Until the pandemic of 2020, I had never watched “A Hard Day’s Night.” I have now seen it probably 15 times. My wife and I are spending our quarantine months in a suburban house with our toddler twins, Jasper and Wesley, and the twins have developed an obsession with the Beatles. They’re especially fixated on Richard Lester’s 1964 film, an absurdist romp in which John, Paul, George and Ringo thwart rules and needle authority figures and frolic in fields in between performing songs that percolate with joy. You can see why kids would connect with it. You can also see how the movie must’ve been a postwar antidote to gloom when it came out in the summer of 1964, months after the assassination of President John F. Kennedy.

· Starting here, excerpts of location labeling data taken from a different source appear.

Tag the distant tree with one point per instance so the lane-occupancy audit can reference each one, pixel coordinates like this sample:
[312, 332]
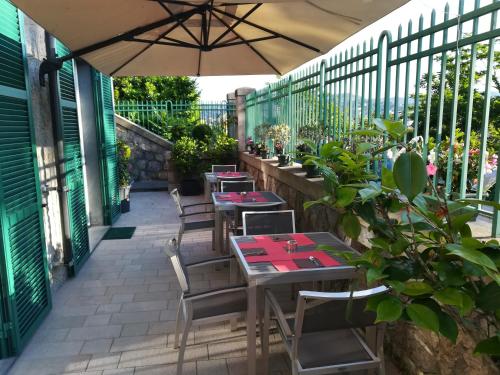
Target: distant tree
[463, 88]
[156, 88]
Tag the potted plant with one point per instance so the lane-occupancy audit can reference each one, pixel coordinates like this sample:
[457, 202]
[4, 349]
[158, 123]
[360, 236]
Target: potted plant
[262, 135]
[280, 135]
[125, 182]
[186, 155]
[442, 278]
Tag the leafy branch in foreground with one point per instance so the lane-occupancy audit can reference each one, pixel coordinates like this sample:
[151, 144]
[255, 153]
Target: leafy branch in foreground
[422, 246]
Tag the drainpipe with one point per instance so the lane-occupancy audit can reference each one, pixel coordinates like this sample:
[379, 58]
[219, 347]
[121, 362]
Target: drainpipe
[57, 129]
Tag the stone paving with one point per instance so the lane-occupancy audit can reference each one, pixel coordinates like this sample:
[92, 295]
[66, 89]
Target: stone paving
[117, 316]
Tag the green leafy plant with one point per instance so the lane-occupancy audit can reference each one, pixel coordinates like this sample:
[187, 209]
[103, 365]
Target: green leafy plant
[421, 244]
[186, 156]
[202, 133]
[124, 153]
[222, 150]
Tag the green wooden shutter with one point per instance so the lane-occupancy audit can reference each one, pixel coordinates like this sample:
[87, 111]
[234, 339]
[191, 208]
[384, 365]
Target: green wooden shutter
[25, 287]
[107, 138]
[73, 163]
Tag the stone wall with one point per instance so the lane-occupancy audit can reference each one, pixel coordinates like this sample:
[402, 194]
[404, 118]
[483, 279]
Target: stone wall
[415, 351]
[150, 153]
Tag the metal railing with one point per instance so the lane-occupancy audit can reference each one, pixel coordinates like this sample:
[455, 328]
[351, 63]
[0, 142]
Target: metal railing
[160, 116]
[413, 77]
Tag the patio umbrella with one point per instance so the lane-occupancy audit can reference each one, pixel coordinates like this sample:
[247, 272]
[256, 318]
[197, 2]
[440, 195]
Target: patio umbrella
[170, 37]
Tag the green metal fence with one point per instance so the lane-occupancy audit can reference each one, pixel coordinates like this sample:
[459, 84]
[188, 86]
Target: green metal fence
[441, 79]
[158, 117]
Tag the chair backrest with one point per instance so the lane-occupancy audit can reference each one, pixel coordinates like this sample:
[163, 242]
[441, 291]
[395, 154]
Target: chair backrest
[268, 222]
[172, 251]
[237, 186]
[177, 200]
[240, 208]
[318, 311]
[223, 168]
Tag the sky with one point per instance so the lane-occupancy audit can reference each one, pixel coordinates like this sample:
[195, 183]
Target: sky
[216, 88]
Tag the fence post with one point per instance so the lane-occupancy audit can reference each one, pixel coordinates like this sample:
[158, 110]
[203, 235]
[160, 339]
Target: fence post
[240, 97]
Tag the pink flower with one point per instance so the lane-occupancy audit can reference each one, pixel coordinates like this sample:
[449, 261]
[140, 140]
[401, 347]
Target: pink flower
[431, 169]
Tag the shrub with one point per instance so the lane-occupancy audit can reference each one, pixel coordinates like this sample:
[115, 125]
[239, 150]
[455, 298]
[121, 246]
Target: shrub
[124, 153]
[202, 133]
[186, 155]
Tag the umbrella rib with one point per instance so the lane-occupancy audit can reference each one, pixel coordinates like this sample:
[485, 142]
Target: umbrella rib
[292, 40]
[246, 15]
[249, 45]
[144, 49]
[174, 43]
[181, 24]
[232, 43]
[354, 20]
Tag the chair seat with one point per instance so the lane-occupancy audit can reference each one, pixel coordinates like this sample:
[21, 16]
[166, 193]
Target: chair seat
[329, 348]
[221, 304]
[199, 225]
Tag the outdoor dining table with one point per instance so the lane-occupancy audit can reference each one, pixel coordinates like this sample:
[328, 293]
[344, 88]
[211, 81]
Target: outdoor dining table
[226, 201]
[210, 179]
[265, 260]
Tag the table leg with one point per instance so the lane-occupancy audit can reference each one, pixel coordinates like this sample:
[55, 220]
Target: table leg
[251, 329]
[207, 190]
[219, 235]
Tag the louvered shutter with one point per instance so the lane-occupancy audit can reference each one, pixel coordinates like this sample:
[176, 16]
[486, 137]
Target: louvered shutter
[73, 163]
[25, 286]
[107, 138]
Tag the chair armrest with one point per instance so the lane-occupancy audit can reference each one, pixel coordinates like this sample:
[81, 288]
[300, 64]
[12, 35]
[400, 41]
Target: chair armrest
[210, 261]
[197, 213]
[280, 317]
[214, 292]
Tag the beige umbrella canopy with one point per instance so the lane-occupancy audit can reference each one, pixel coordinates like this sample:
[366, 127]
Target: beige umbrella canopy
[170, 37]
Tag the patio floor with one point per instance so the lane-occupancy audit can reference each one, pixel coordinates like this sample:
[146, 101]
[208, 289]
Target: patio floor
[117, 316]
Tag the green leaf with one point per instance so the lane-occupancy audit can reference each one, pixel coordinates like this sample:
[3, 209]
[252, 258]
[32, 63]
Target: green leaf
[395, 128]
[458, 221]
[345, 196]
[389, 310]
[374, 274]
[410, 174]
[417, 288]
[474, 256]
[363, 147]
[388, 179]
[488, 298]
[351, 225]
[489, 346]
[423, 317]
[455, 297]
[370, 192]
[309, 204]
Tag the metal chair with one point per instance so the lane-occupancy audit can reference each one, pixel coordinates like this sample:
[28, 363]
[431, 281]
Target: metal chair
[268, 222]
[193, 226]
[329, 333]
[237, 186]
[221, 179]
[223, 168]
[234, 219]
[207, 307]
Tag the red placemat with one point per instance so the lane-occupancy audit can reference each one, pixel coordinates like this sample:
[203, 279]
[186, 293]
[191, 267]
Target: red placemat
[253, 196]
[228, 174]
[278, 255]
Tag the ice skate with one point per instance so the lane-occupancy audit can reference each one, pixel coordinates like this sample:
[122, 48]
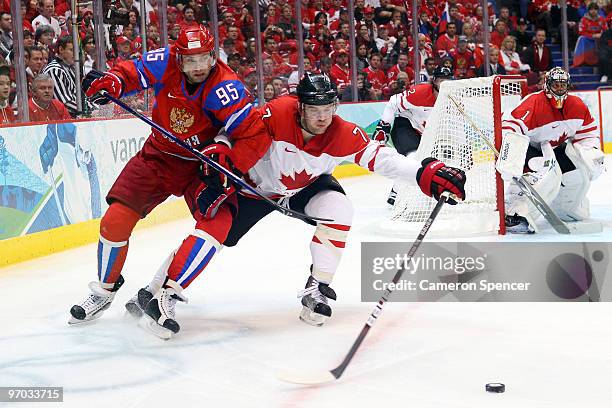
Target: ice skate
[515, 224]
[315, 310]
[136, 305]
[96, 303]
[159, 317]
[392, 197]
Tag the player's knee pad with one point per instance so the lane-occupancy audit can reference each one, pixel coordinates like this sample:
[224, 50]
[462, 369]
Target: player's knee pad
[331, 204]
[118, 222]
[572, 204]
[192, 257]
[329, 238]
[217, 227]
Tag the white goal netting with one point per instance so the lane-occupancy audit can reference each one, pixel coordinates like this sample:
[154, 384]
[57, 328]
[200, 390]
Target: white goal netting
[451, 138]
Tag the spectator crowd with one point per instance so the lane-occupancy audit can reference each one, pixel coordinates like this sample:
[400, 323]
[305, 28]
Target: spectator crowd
[450, 33]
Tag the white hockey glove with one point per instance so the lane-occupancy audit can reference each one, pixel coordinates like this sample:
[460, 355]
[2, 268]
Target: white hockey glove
[511, 160]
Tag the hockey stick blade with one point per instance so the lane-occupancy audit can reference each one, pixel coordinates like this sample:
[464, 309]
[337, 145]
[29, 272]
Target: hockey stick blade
[234, 178]
[585, 227]
[322, 377]
[307, 378]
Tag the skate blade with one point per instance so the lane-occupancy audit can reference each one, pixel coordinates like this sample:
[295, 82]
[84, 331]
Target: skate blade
[75, 322]
[312, 318]
[150, 325]
[133, 310]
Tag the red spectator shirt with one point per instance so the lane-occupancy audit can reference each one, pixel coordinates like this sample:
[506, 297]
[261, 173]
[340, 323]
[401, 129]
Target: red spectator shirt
[464, 64]
[497, 39]
[376, 77]
[7, 115]
[445, 45]
[393, 72]
[588, 27]
[341, 76]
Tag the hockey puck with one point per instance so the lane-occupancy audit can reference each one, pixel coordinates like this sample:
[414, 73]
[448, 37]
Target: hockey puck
[495, 387]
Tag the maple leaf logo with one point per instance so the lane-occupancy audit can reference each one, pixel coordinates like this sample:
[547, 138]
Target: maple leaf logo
[298, 180]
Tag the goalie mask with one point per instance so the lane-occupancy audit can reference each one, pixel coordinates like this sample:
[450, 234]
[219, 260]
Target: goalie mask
[556, 86]
[317, 102]
[443, 73]
[195, 49]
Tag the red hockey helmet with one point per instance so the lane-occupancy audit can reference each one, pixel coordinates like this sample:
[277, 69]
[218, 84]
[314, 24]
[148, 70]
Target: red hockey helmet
[195, 40]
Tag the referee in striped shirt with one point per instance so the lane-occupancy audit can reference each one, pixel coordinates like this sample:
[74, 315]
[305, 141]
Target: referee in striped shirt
[61, 69]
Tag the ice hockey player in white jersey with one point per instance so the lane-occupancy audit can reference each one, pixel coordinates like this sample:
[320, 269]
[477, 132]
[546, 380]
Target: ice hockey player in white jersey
[558, 144]
[303, 141]
[406, 114]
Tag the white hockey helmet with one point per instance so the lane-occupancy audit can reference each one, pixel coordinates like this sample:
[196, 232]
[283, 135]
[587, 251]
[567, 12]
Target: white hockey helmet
[556, 85]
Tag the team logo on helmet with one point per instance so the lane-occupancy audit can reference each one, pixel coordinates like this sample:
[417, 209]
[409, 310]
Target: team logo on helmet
[555, 76]
[181, 120]
[195, 40]
[316, 89]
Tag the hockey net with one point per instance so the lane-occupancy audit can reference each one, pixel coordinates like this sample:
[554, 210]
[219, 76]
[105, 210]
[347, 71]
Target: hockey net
[451, 138]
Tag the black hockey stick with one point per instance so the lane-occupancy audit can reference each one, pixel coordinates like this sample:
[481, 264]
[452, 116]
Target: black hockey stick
[234, 178]
[321, 377]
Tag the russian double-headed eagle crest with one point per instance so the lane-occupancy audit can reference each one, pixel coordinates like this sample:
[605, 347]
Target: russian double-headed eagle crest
[180, 120]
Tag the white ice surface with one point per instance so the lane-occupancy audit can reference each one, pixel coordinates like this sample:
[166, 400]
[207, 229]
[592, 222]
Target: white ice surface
[240, 328]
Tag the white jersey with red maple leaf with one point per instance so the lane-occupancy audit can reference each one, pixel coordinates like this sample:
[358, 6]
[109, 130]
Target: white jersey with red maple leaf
[414, 104]
[537, 118]
[289, 164]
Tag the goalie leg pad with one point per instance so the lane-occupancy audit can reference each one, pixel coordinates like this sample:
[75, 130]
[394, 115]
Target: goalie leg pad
[512, 155]
[572, 203]
[329, 239]
[546, 181]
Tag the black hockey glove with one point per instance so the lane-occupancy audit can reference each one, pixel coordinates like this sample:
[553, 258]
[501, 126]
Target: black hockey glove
[382, 132]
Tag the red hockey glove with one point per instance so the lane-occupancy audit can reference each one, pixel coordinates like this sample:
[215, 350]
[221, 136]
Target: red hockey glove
[216, 187]
[382, 132]
[435, 177]
[94, 84]
[222, 154]
[210, 198]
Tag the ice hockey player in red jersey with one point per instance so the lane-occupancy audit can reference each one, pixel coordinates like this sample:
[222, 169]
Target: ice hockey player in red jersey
[305, 141]
[195, 96]
[561, 153]
[407, 112]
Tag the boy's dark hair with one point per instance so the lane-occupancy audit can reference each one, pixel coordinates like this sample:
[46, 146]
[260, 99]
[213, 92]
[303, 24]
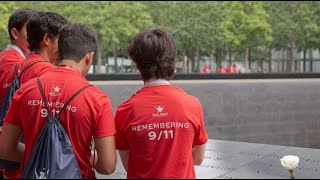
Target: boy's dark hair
[154, 52]
[18, 19]
[42, 23]
[75, 41]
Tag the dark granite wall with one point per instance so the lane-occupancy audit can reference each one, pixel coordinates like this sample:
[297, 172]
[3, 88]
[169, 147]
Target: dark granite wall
[268, 111]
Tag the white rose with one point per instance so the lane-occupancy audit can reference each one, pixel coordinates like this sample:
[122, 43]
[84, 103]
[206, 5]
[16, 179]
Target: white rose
[289, 162]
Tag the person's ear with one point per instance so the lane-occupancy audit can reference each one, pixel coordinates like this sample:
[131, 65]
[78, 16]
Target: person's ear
[46, 39]
[89, 58]
[14, 33]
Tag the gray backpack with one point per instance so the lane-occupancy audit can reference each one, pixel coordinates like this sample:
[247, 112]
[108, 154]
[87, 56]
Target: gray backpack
[53, 155]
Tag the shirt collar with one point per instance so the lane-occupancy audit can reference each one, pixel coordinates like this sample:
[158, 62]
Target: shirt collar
[12, 46]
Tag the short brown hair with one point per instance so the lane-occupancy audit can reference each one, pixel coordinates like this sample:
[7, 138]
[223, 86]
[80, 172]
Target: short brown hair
[154, 52]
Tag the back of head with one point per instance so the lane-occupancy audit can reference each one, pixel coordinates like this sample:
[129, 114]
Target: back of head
[154, 52]
[18, 19]
[42, 23]
[75, 41]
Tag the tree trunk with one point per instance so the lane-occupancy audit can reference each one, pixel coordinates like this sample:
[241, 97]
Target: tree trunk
[270, 60]
[99, 56]
[304, 60]
[185, 61]
[217, 60]
[193, 61]
[247, 60]
[115, 55]
[230, 56]
[293, 51]
[198, 60]
[107, 63]
[311, 61]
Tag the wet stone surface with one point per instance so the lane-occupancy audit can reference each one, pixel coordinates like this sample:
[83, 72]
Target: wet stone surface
[239, 160]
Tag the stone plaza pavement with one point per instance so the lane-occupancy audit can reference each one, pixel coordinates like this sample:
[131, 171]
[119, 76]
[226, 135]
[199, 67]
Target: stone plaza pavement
[231, 160]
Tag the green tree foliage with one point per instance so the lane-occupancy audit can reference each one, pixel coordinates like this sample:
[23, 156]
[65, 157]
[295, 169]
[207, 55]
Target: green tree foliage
[6, 9]
[226, 30]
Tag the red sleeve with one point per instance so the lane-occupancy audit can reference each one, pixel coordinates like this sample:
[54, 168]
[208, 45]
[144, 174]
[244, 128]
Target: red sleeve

My own private “Hard Day’s Night,” at home, has been a copy of Alex Dimitrov’s “Love and Other Poems.” I have found myself flipping through it all the time (but usually when the twins are napping) for an impromptu shot of delight. The book revives the persona of the downtown flâneur — it’s full of nods to Prince Street and Cafe Orlin and the Strand — and reading it feels like wandering around that pre-pandemic metropolis that we’re aching to get back to. From a business standpoint, the timing of books (and movies) tends to be arbitrary — they’re released when they’re ready — but every now and then a new one seems to dovetail with the cultural moment. “Love and Other Poems” is an example of that. It practically embodies the phrase “breath of fresh air.” It comes to us in the midst of widespread loss and grief, with faint signals of hope on the horizon, but it nudges us (if I can borrow a line from a poem by the Nobel laureate Louise Glück) to “risk joy / in the raw wind of the new world.”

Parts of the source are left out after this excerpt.